Squires Steven, Weedon Michael N, Oram Richard A
University of Exeter, Exeter, United Kingdom.
medRxiv. 2023 Dec 15:2023.12.14.23299972. doi: 10.1101/2023.12.14.23299972.
Polygenic risk scores (PRS) summarise genetic information into a single number with multiple clinical and research uses. Machine learning (ML) has revolutionised a diverse set of fields, however, the impact of ML on genomics in general, and PRSs in particular, has been less significant. We explore how ML can improve the generation of PRSs.
We train ML models on known PRSs using UK Biobank data. We explore whether the models can recreate human programmed PRSs, including using a single model to generate multiple PRSs, and the difficulty in using ML for PRS generation. We also investigate how ML can compensate for missing data and the constraints on performance.
We demonstrate almost perfect generation of PRSs, including when using one model to predict multiple scores, and with little loss of performance with reduced quantity of training data. For an example set of missing SNPs the MLP produces predictions that enable separation of cases from population samples with an area under the receiver operating characteristic curve of 0.847 (95% CI: 0.828-0.864) compared to 0.798 (95% CI: 0.779-0.818) for the PRS. We provide evidence that input information is the limiting factor of further improvement.
ML can accurately generate PRSs, including with one model for multiple PRSs. The models are transferable and have high longevity. With certain missing SNPs the ML models can statistically significantly improve on normal PRS generation. Models trained are probably at the edge of performance and further improvements likely require use of additional input data.

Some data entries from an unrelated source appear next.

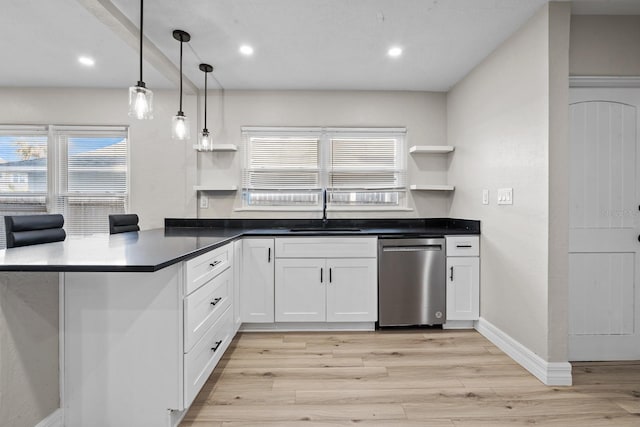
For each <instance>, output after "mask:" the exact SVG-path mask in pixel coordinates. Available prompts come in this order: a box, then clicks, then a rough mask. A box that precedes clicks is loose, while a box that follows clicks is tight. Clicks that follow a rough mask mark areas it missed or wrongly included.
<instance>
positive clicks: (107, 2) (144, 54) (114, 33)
mask: <svg viewBox="0 0 640 427" xmlns="http://www.w3.org/2000/svg"><path fill="white" fill-rule="evenodd" d="M76 1H77V2H78V3H80V4H81V5H82V6H83V7H84V8H85V9H87V10H88V11H89V12H90V13H91V14H93V15H94V16H95V17H96V18H98V20H100V22H102V23H103V24H104V25H106V26H107V27H109V28H110V29H111V30H112V31H113V33H114V34H115V35H117V36H118V37H120V38H121V39H122V40H124V41H125V42H126V43H127V44H128V45H129V46H130V47H131V48H132V49H133V50H134V51H135V52H136V54H138V55H139V54H140V39H139V35H140V29H139V28H138V26H137V25H136V24H134V23H133V22H131V21H130V20H129V19H128V18H127V17H126V16H125V15H124V14H123V13H122V12H120V9H118V8H117V7H116V6H115V5H114V4H113V3H112V2H111V1H110V0H76ZM144 59H145V60H146V61H147V62H148V63H149V64H151V66H153V68H155V69H156V70H157V71H158V72H159V73H161V74H162V75H163V76H165V77H166V78H167V79H168V80H169V81H172V82H179V81H180V69H179V68H178V67H177V66H176V65H175V64H174V63H173V62H171V60H170V59H169V58H167V56H166V55H165V54H164V53H162V52H161V51H160V49H158V47H156V45H155V44H153V42H152V41H151V40H149V39H148V38H147V37H146V36H144ZM131 81H132V85H133V84H134V83H135V81H137V77H135V76H132V80H131ZM182 84H183V86H184V90H185V92H187V93H191V94H197V93H198V87H197V86H196V85H195V84H194V83H193V82H192V81H191V80H189V79H188V78H187V77H185V76H182ZM149 89H151V90H153V88H149Z"/></svg>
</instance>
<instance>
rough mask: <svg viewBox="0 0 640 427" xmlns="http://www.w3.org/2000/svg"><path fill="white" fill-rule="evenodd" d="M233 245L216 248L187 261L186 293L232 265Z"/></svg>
mask: <svg viewBox="0 0 640 427" xmlns="http://www.w3.org/2000/svg"><path fill="white" fill-rule="evenodd" d="M230 248H231V245H225V246H222V247H220V248H216V249H214V250H212V251H210V252H207V253H204V254H202V255H200V256H197V257H195V258H193V259H190V260H188V261H185V275H186V280H185V294H187V295H188V294H190V293H191V292H193V291H195V290H196V289H198V288H199V287H200V286H202V285H204V284H205V283H207V282H208V281H209V280H211V279H212V278H213V277H215V276H216V275H218V274H220V273H221V272H222V271H224V270H225V269H227V268H229V266H230V265H231V256H232V254H231V253H230Z"/></svg>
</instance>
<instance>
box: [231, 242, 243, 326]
mask: <svg viewBox="0 0 640 427" xmlns="http://www.w3.org/2000/svg"><path fill="white" fill-rule="evenodd" d="M241 273H242V240H236V241H235V242H233V303H232V306H233V323H234V332H238V329H240V325H241V324H242V316H241V312H240V305H241V303H242V301H241V300H240V280H241Z"/></svg>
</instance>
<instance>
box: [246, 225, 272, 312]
mask: <svg viewBox="0 0 640 427" xmlns="http://www.w3.org/2000/svg"><path fill="white" fill-rule="evenodd" d="M273 249H274V240H273V238H245V239H243V240H242V271H241V282H240V301H241V304H240V317H241V318H242V322H243V323H273V321H274V311H273V310H274V308H273V304H274V250H273Z"/></svg>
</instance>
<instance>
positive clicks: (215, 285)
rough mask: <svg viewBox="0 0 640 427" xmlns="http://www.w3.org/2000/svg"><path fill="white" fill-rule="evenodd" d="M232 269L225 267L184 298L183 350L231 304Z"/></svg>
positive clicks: (232, 279)
mask: <svg viewBox="0 0 640 427" xmlns="http://www.w3.org/2000/svg"><path fill="white" fill-rule="evenodd" d="M232 280H233V270H232V269H231V268H227V269H226V270H225V271H223V272H222V273H220V274H219V275H218V276H216V277H214V278H213V279H212V280H210V281H209V282H208V283H207V284H206V285H204V286H202V287H201V288H199V289H198V290H197V291H195V292H193V293H192V294H191V295H189V296H187V297H186V298H185V300H184V318H185V334H184V352H185V353H186V352H188V351H189V350H191V347H193V345H194V344H195V343H196V342H197V341H198V340H199V339H200V338H201V337H202V336H203V335H204V334H205V332H206V331H207V329H209V328H210V327H211V325H213V324H214V323H215V321H216V320H218V318H219V317H220V316H221V315H222V313H224V311H225V310H226V309H227V308H228V307H229V306H230V305H231V295H230V293H229V291H230V290H231V285H232V283H231V281H232Z"/></svg>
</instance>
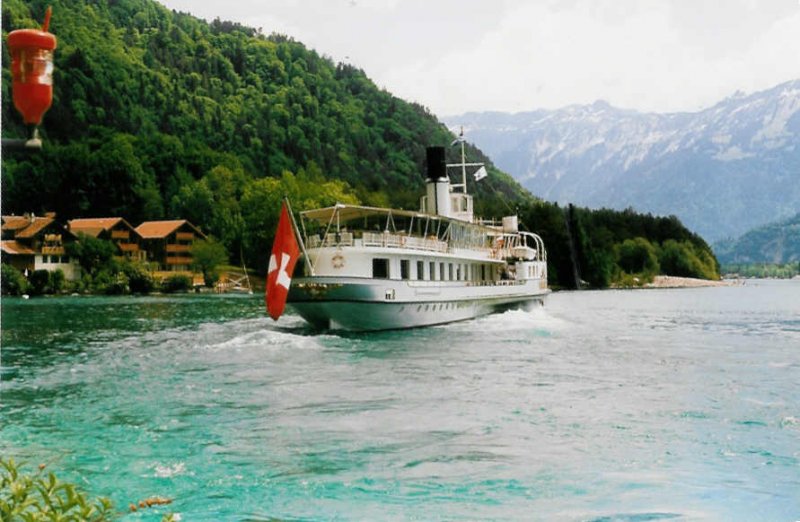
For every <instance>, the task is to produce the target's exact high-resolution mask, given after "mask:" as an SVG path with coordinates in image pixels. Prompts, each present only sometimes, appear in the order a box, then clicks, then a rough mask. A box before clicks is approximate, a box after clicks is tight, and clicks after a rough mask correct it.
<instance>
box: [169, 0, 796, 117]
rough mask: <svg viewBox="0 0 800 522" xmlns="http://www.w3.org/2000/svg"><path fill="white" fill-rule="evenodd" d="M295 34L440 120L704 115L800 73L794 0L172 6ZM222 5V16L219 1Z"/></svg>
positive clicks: (384, 2) (500, 0) (552, 1)
mask: <svg viewBox="0 0 800 522" xmlns="http://www.w3.org/2000/svg"><path fill="white" fill-rule="evenodd" d="M167 4H168V5H170V6H177V8H180V9H183V10H185V11H190V12H192V13H195V14H197V15H198V16H203V17H205V18H209V19H210V18H214V17H216V16H220V17H221V18H224V19H232V20H235V21H239V22H241V23H245V24H247V25H250V26H253V27H262V28H263V30H264V32H266V33H270V32H273V31H276V32H280V33H284V34H288V35H290V36H293V37H294V38H296V39H298V40H299V41H301V42H303V43H305V44H306V45H308V46H310V47H312V48H314V49H315V50H317V52H319V53H321V54H323V55H327V56H330V57H332V58H333V60H334V61H346V62H349V63H352V64H353V65H355V66H357V67H360V68H362V69H364V70H365V71H366V73H367V74H368V75H369V76H370V77H371V78H373V79H374V80H375V81H376V83H378V85H380V86H381V87H384V88H386V89H387V90H389V91H390V92H392V93H394V94H396V95H398V96H400V97H402V98H405V99H408V100H411V101H416V102H419V103H422V104H423V105H426V106H427V107H429V108H431V109H432V110H433V111H434V112H435V113H437V114H439V115H449V114H456V113H460V112H466V111H470V110H472V111H486V110H502V111H522V110H532V109H535V108H555V107H561V106H565V105H569V104H574V103H591V102H593V101H595V100H598V99H604V100H606V101H608V102H610V103H612V104H614V105H616V106H620V107H628V108H636V109H640V110H649V111H658V112H667V111H678V110H698V109H701V108H704V107H707V106H709V105H711V104H713V103H714V102H716V101H718V100H720V99H722V98H724V97H725V96H728V95H730V94H732V93H733V92H735V91H737V90H743V91H752V90H758V89H763V88H767V87H770V86H772V85H775V84H777V83H780V82H782V81H786V80H789V79H795V78H797V77H798V76H800V38H798V37H797V35H798V34H800V3H798V0H726V1H725V2H719V1H718V0H536V1H535V2H530V1H525V0H496V1H494V2H487V1H485V0H437V1H436V2H430V1H427V0H228V1H227V2H225V3H224V4H220V3H218V2H206V1H200V0H167ZM222 6H224V10H223V7H222Z"/></svg>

多基因风险评分(PRS)将遗传信息汇总为一个单一数字,具有多种临床和研究用途。机器学习(ML)已经彻底改变了多个领域,然而,ML对一般基因组学,尤其是对PRS的影响却不那么显著。我们探讨了ML如何能够改进PRS的生成。
我们使用英国生物银行的数据在已知的PRS上训练ML模型。我们探究这些模型是否能够重现人工设定的PRS,包括使用单个模型生成多个PRS,以及使用ML进行PRS生成的难度。我们还研究了ML如何能够弥补缺失数据以及性能上的限制。
我们展示了几乎完美的PRS生成,包括使用一个模型预测多个评分,并且在减少训练数据量的情况下性能几乎没有损失。对于一组缺失单核苷酸多态性(SNP)的示例,多层感知器(MLP)产生的预测能够将病例与人群样本区分开来,受试者操作特征曲线下面积为0.847(95%置信区间:0.828 - 0.864),而PRS的该面积为0.798(95%置信区间:0.779 - 0.818)。我们提供证据表明输入信息是进一步改进的限制因素。
ML能够准确生成PRS,包括使用一个模型生成多个PRS。这些模型具有可转移性且寿命长。对于某些缺失的SNP,ML模型在正常PRS生成方面能够在统计学上显著改进。所训练的模型可能已接近性能极限,进一步改进可能需要使用额外的输入数据。